When we were first together, my husband would get irritated with me when I asked, “What are you thinking?” He replied, “nothing,” every time. He didn’t get irritated with the question, but my reaction to his response.
“What do you mean you are thinking of nothing? Can you even do that?” My mind never shuts down, much like my talking. I am constantly thinking, debating, questioning, answering, wondering, learning, negating. Always on. Always thinking. The concept of thinking about nothing doesn’t exist in my world. Change had to happen. I had to learn to think of nothing, to work on ‘not thinking.’
“He says, “Be still, and know that I am God; I will be exalted among the nations, I will be exalted in the earth,” (Psalm 46:10). In Psalm 46, we read about the power and security of God. The Psalmist is living in a time of Pagan war and reminding all of the almighty God who is in control.
Being still took work for me. Ironic, I was thinking about not thinking. I knew I had to learn to be still in my thoughts. I read about meditation, and some strange concepts on enlightenment, not the still God wanted. It would take discipline and new habits to be still in my spirit so I could hear God speak. Each of us may execute this differently.
I closed my eyes and called his name. Jesus. Each time a thought of something would peek through I would say his name. Jesus. I set a timer for five minutes to sit in his presence. Jesus.
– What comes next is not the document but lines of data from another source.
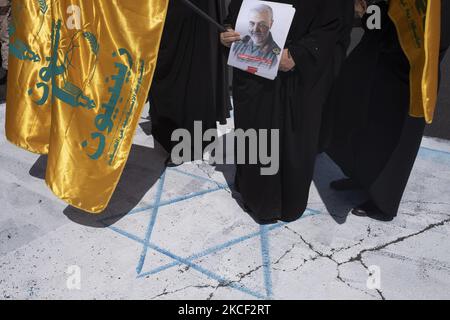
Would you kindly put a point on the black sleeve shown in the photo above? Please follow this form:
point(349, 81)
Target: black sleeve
point(233, 12)
point(313, 52)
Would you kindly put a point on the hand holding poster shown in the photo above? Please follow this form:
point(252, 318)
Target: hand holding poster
point(264, 27)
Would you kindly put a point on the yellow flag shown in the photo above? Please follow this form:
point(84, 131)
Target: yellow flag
point(104, 55)
point(28, 110)
point(418, 25)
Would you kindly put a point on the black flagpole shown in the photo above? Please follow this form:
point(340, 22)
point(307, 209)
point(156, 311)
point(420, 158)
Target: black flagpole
point(203, 15)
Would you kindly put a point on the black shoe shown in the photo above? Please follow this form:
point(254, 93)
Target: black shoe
point(344, 185)
point(367, 209)
point(170, 164)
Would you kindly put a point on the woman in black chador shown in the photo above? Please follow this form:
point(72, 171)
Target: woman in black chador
point(292, 103)
point(375, 141)
point(191, 81)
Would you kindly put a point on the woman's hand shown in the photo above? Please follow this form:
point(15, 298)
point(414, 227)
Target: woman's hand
point(227, 38)
point(287, 63)
point(360, 8)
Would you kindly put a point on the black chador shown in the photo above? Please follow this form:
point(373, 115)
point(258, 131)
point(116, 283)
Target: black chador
point(191, 80)
point(375, 141)
point(292, 104)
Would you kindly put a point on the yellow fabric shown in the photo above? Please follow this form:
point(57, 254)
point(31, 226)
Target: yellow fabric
point(103, 57)
point(418, 25)
point(28, 111)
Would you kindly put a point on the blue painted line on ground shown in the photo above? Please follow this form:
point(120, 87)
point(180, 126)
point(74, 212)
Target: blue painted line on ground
point(181, 261)
point(208, 273)
point(151, 223)
point(265, 253)
point(210, 251)
point(163, 203)
point(226, 245)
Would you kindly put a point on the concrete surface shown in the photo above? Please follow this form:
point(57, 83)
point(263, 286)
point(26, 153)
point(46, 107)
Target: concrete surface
point(179, 234)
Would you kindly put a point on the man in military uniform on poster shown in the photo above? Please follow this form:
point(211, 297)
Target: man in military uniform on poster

It took practice, but over time I learned to be still. The more disciplined I became, the easier it was to be still amongst the chaos of driving, travelling, people around me, noise. Jesus. As you know I am a slow learner of discipline; I have to remind myself each day to focus on being still. A scheduled discipline becomes a spiritual blessing.
When our thoughts are stilled and surrendered to God, we find peace. Even though the earth gives way, the mountains fall into the sea, nations are in uproar and kingdoms fall the Lord Almighty is with us.
What is a Christian discipline you use to draw closer to God?
How do you depend on God alone?
When can we trust more in the faithfulness of God?